This is the first in a series of posts based on family cards, letters, and reminiscences. This one, written by Nan herself, is about a 1914 steamer trip up Lake Huron to Michigan’s Upper Peninsula. The travel companions were Nan (known as “Nettie” by most members of her family; her mother, Anna; her younger brother, Paul; her mother’s sister Martha; and Martha’s daughter (and Nan and Paul’s first cousin), Frances. The original document, text from which is shown above, was written in 1994, six years after Nan had a major stroke.

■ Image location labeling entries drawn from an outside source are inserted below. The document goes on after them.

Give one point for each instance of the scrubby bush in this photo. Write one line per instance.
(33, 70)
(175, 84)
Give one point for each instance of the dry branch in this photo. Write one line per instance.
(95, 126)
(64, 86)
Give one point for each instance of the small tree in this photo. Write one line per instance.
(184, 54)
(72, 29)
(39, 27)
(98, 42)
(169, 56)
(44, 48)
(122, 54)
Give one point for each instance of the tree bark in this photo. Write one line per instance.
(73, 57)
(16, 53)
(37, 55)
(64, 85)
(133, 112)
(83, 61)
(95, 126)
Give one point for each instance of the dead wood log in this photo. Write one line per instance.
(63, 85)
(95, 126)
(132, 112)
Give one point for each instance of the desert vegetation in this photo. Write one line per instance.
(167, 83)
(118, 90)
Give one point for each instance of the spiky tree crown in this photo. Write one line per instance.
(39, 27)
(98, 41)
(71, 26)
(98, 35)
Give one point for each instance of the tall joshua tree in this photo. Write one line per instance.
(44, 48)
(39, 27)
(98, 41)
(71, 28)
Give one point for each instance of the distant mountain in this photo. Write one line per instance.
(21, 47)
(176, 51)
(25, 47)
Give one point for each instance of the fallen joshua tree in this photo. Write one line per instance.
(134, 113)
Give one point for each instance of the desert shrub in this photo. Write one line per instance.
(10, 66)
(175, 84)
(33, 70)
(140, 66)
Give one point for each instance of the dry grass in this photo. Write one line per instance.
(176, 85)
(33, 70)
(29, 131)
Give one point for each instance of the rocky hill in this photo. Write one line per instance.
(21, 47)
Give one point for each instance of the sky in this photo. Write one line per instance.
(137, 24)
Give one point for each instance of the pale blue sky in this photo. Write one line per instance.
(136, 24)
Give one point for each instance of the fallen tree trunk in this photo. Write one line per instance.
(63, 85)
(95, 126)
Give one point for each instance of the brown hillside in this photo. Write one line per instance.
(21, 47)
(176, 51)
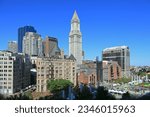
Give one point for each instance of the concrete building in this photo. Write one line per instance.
(21, 33)
(50, 47)
(110, 70)
(75, 39)
(32, 44)
(120, 54)
(13, 46)
(55, 68)
(89, 73)
(14, 72)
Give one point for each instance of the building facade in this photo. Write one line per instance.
(21, 33)
(89, 73)
(75, 39)
(110, 70)
(50, 47)
(14, 72)
(120, 54)
(13, 46)
(54, 68)
(32, 44)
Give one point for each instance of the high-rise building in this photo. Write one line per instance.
(89, 73)
(21, 33)
(110, 70)
(14, 72)
(50, 47)
(32, 44)
(13, 46)
(75, 39)
(121, 54)
(55, 68)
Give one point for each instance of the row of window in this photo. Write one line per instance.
(5, 74)
(5, 87)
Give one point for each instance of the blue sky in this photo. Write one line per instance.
(104, 23)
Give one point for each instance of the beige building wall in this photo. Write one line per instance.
(48, 68)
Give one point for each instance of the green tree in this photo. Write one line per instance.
(58, 85)
(83, 94)
(102, 94)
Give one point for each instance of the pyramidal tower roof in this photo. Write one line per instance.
(75, 16)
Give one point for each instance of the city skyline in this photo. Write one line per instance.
(103, 24)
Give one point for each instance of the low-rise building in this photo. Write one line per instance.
(89, 73)
(55, 68)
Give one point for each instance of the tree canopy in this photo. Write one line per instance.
(58, 85)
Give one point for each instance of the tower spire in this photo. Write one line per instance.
(75, 16)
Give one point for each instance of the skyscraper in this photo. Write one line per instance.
(75, 39)
(14, 72)
(50, 47)
(13, 46)
(121, 54)
(21, 34)
(32, 44)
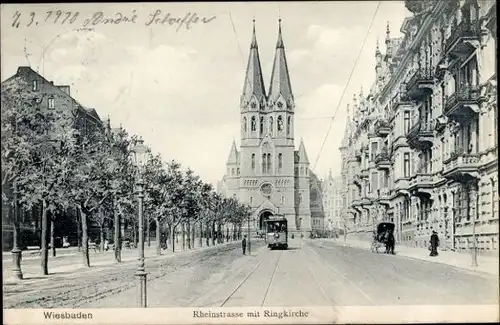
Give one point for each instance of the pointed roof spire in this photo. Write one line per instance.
(280, 78)
(387, 34)
(254, 81)
(254, 45)
(302, 153)
(233, 154)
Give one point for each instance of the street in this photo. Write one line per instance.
(309, 273)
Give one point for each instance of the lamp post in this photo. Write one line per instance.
(16, 252)
(139, 156)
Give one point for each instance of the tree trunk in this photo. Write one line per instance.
(134, 235)
(44, 258)
(148, 230)
(52, 235)
(101, 237)
(193, 234)
(173, 238)
(78, 231)
(201, 234)
(158, 239)
(188, 234)
(85, 239)
(214, 234)
(183, 230)
(117, 237)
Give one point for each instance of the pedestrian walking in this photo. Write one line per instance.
(244, 244)
(434, 243)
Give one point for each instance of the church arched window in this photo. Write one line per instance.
(280, 123)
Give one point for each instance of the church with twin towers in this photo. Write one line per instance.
(267, 172)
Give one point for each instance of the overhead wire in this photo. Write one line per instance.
(347, 84)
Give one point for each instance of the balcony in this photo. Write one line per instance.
(421, 181)
(420, 84)
(382, 127)
(401, 185)
(383, 159)
(461, 167)
(384, 196)
(463, 41)
(463, 104)
(420, 135)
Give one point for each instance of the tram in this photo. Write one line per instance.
(277, 232)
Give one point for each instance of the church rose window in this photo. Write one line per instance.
(266, 189)
(280, 123)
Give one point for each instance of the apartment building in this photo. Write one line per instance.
(420, 149)
(333, 190)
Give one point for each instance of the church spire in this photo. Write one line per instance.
(233, 154)
(254, 82)
(280, 79)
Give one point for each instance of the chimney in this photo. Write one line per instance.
(65, 89)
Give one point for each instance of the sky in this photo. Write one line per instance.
(179, 86)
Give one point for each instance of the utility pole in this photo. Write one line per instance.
(475, 188)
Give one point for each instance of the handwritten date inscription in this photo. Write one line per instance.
(158, 17)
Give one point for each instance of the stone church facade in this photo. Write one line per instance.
(266, 172)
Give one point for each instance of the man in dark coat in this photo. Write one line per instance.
(434, 243)
(244, 244)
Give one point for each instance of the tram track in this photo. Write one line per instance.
(249, 276)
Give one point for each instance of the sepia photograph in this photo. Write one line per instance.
(250, 162)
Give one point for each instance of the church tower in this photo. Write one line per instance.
(270, 175)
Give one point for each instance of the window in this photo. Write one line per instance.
(280, 123)
(406, 164)
(406, 122)
(374, 150)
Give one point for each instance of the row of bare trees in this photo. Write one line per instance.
(58, 162)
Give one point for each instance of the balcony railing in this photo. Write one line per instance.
(464, 31)
(420, 134)
(382, 127)
(464, 101)
(421, 83)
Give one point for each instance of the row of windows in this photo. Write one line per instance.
(270, 125)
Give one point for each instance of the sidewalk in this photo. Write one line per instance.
(486, 264)
(72, 264)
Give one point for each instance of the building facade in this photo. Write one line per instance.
(420, 149)
(266, 172)
(333, 191)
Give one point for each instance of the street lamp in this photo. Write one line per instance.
(139, 159)
(16, 252)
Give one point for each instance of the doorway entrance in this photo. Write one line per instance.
(264, 215)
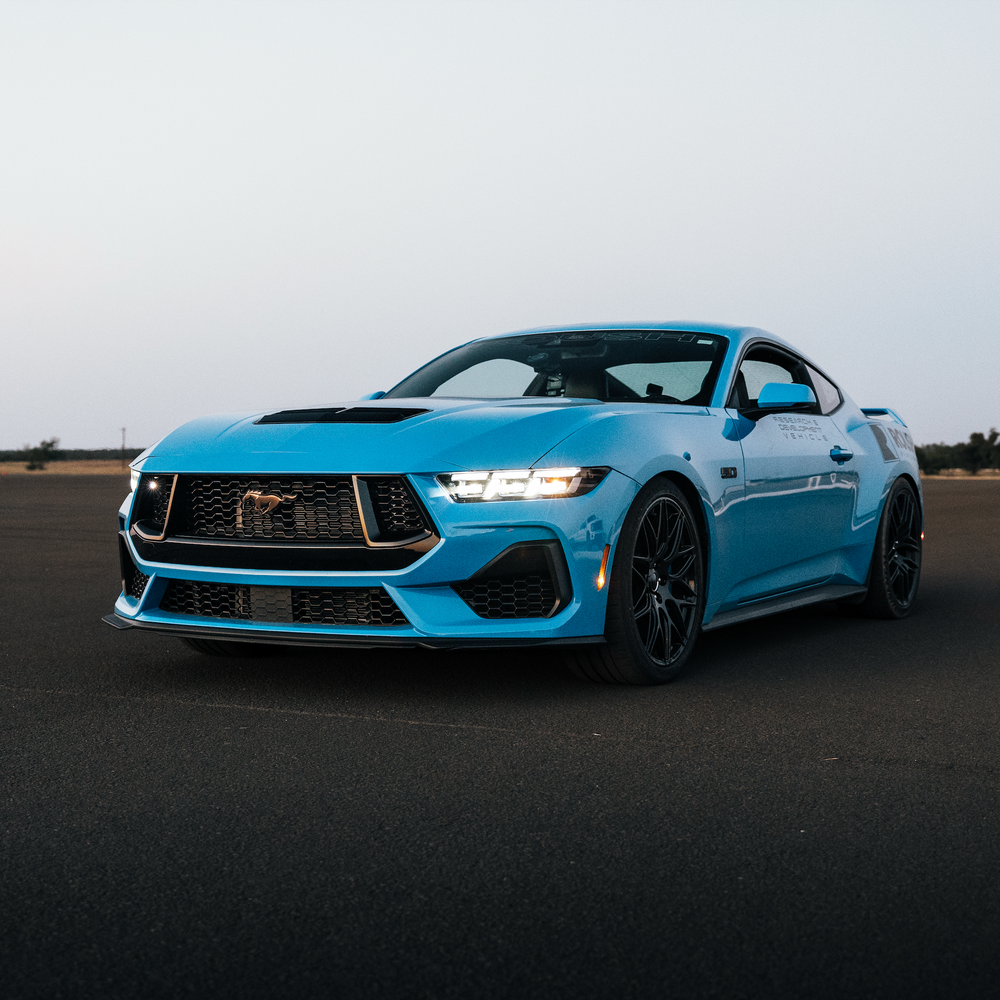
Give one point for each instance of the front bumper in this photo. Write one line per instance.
(471, 536)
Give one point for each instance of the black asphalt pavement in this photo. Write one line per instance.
(810, 810)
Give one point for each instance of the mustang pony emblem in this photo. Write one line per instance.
(264, 502)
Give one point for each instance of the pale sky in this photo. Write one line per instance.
(215, 206)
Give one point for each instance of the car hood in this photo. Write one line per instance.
(453, 434)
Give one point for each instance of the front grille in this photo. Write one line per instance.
(134, 581)
(530, 596)
(302, 606)
(136, 586)
(261, 508)
(396, 509)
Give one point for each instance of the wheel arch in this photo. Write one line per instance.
(916, 490)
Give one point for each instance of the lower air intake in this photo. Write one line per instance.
(133, 579)
(370, 606)
(529, 580)
(510, 596)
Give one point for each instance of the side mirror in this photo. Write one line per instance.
(785, 396)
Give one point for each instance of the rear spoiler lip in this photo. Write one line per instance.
(883, 411)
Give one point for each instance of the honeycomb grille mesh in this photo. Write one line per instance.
(135, 584)
(307, 509)
(308, 606)
(532, 595)
(396, 508)
(346, 606)
(209, 600)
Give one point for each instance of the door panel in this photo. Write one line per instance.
(799, 503)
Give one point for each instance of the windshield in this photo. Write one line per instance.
(654, 366)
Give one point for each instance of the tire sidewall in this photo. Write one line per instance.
(621, 632)
(883, 594)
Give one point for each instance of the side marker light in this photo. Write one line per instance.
(604, 567)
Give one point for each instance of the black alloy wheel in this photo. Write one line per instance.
(895, 568)
(656, 596)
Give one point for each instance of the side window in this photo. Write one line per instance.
(826, 392)
(760, 366)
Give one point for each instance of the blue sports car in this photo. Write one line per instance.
(612, 490)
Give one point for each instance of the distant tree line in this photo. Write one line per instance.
(48, 451)
(981, 451)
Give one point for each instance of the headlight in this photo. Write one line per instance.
(521, 484)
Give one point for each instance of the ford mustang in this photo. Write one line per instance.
(612, 490)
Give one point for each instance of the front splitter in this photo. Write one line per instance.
(276, 638)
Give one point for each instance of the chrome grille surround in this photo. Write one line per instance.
(310, 509)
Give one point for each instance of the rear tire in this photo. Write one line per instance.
(895, 569)
(656, 594)
(226, 647)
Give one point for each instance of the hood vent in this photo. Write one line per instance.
(343, 415)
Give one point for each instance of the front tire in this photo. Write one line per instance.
(656, 594)
(895, 570)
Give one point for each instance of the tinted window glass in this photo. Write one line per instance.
(758, 373)
(629, 365)
(497, 377)
(760, 366)
(826, 392)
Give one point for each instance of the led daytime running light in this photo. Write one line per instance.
(520, 484)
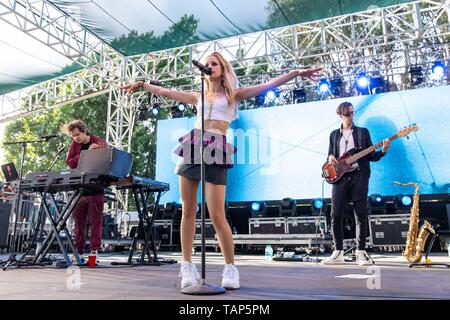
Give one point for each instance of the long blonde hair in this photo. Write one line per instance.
(229, 79)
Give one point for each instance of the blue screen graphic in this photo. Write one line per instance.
(281, 149)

When Paul and I were small, my mother, her sister (our Aunt Martha), along with our cousin Frances, took a steamer at Forestville [which was the closest Lake Huron port from their home in Minden City] and went north to Rogers City. There we visited Aunt Louise before going into the North Woods where Aunt Sophie lived, at Lake Brevoort.
[There were seven Schreiter sisters. Four of them are in the photo below. (Anna is standing. Unfortunately, I don’t know which sisters the other three are.)]
Of the boat I remember best the polished pistons in the engine room, because Paul loved machinery and couldn’t get enough of watching it through the window. Big sister had to take him there so he could see through the window into the engine room. I can still see the pistons going up and down.
Aunt Sophie lived in the woods at Lake Brevoort, much too quiet a setting for Paul. When he heard sounds of a machine in the distance, we had to go and find it, and find it we did, in spite of battalions of mosquitoes that all but ate us alive.
Frances and I are first cousins, the younger daughters of two of the seven Schreiter sisters. I was born in Minden City December 5, 1906, and Frances in Filion, February 9, 1908.
I don’t think the Goetzes [Frances’s birth surname] ever lived anywhere else, and the Riedels lived in Minden City from around 1900, so we were near enough to visit frequently — for Sunday dinner after cars came. In earlier years, Mother went with the older ones [Nan’s four older siblings] by horse and buggy.
“Going to Aunt Martha’s” was always a happy excitement for me, and having her wheel into our driveway equally so.